The Corradino Power Station (also known as the Kordin underground power station as well as Corradino 'C') was an underground steam-powered electricity production facility located in tunnels underneath the Corradino industrial area of Paola, Malta. It formed part of Malta's early power infrastructure and operated until the late 1980s.

== History ==
Electricity was first introduced to Malta in the late 19th century, initially serving limited areas and privileged customers. As demand grew, the government extended supply to Valletta, Floriana, Cospicua, and other localities, necessitating a centrally located power station.

=== Energy generation ===
The Corradino Power Station was established as a steam-generated plant with two processes, diesel-direct generation and steam turbines. By 1982, it was generating a measly 12 megawatts from steam turboalternator compared to the 115 MW generated by Marsa A and Marsa B power stations in the same year. Steam operations at Corradino ceased in 1987 and the site remained in service until 1992.

==== Diesel-direct ====
English Electric Fullagar opposed-piston heavy fuel oil engines (1930s - 1940s) directly drove generators. Heavy fuel oil was injected inside the cylinders which drove pistons coupled to alternators. This is a rare design since of 12 surviving worldwide, six are located at Kordin.
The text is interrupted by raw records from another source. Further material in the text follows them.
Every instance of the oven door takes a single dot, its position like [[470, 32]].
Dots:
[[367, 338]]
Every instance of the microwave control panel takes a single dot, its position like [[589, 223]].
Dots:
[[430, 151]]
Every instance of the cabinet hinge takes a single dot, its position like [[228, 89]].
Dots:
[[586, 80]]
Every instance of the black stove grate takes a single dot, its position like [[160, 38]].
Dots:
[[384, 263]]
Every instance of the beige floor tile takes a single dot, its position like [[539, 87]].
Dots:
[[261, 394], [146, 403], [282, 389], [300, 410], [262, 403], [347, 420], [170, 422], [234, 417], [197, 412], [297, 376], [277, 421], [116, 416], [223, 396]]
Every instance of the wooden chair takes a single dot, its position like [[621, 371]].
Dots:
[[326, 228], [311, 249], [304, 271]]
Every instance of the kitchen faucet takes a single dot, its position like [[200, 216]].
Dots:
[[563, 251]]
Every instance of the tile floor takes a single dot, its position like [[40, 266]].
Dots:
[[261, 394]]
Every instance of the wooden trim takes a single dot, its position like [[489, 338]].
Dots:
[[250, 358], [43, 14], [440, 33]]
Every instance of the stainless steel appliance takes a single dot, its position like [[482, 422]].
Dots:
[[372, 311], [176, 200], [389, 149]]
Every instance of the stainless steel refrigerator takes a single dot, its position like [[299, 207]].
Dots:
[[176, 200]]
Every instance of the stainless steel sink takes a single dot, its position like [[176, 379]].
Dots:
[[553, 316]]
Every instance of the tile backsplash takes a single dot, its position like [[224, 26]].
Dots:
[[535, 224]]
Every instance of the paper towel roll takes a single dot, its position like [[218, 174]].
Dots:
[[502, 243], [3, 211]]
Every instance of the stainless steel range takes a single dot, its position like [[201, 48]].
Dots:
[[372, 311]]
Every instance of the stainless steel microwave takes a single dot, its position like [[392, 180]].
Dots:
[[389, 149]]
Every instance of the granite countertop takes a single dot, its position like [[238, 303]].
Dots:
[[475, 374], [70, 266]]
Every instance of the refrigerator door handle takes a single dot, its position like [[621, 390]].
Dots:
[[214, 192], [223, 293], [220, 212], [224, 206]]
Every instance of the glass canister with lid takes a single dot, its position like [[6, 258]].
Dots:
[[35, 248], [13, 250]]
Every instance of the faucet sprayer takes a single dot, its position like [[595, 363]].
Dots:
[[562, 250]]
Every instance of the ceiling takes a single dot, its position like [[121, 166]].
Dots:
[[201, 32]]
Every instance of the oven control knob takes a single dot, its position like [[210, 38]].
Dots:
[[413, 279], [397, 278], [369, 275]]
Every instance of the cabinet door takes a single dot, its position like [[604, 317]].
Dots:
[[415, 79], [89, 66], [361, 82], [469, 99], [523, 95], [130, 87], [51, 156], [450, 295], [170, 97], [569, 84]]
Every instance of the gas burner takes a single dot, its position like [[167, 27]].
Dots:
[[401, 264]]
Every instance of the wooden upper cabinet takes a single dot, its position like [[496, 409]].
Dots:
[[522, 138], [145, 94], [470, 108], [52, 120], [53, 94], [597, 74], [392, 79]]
Each four‑cylinder two‑stroke unit used opposed pistons in a single cylinder with a single crankshaft and oblique connecting‑rods driving the upper pistons, and incorporated built‑in scavenge pumps.

==== Steam turbines ====
Separate boilers fed two Parsons steam turbines. It preceded and later coexisted with the larger Marsa Power Station, which began operation in the 1950s and was eventually decommissioned in 2015.

== Location and Site Background ==
The Corradino industrial area has a long history of strategic and industrial use. During the French blockade of Malta (1798–1800), Maltese insurgents constructed the Corradino Batteries on the heights above the area to besiege French positions in the Grand Harbour. By the 20th century, the area had become heavily industrialized.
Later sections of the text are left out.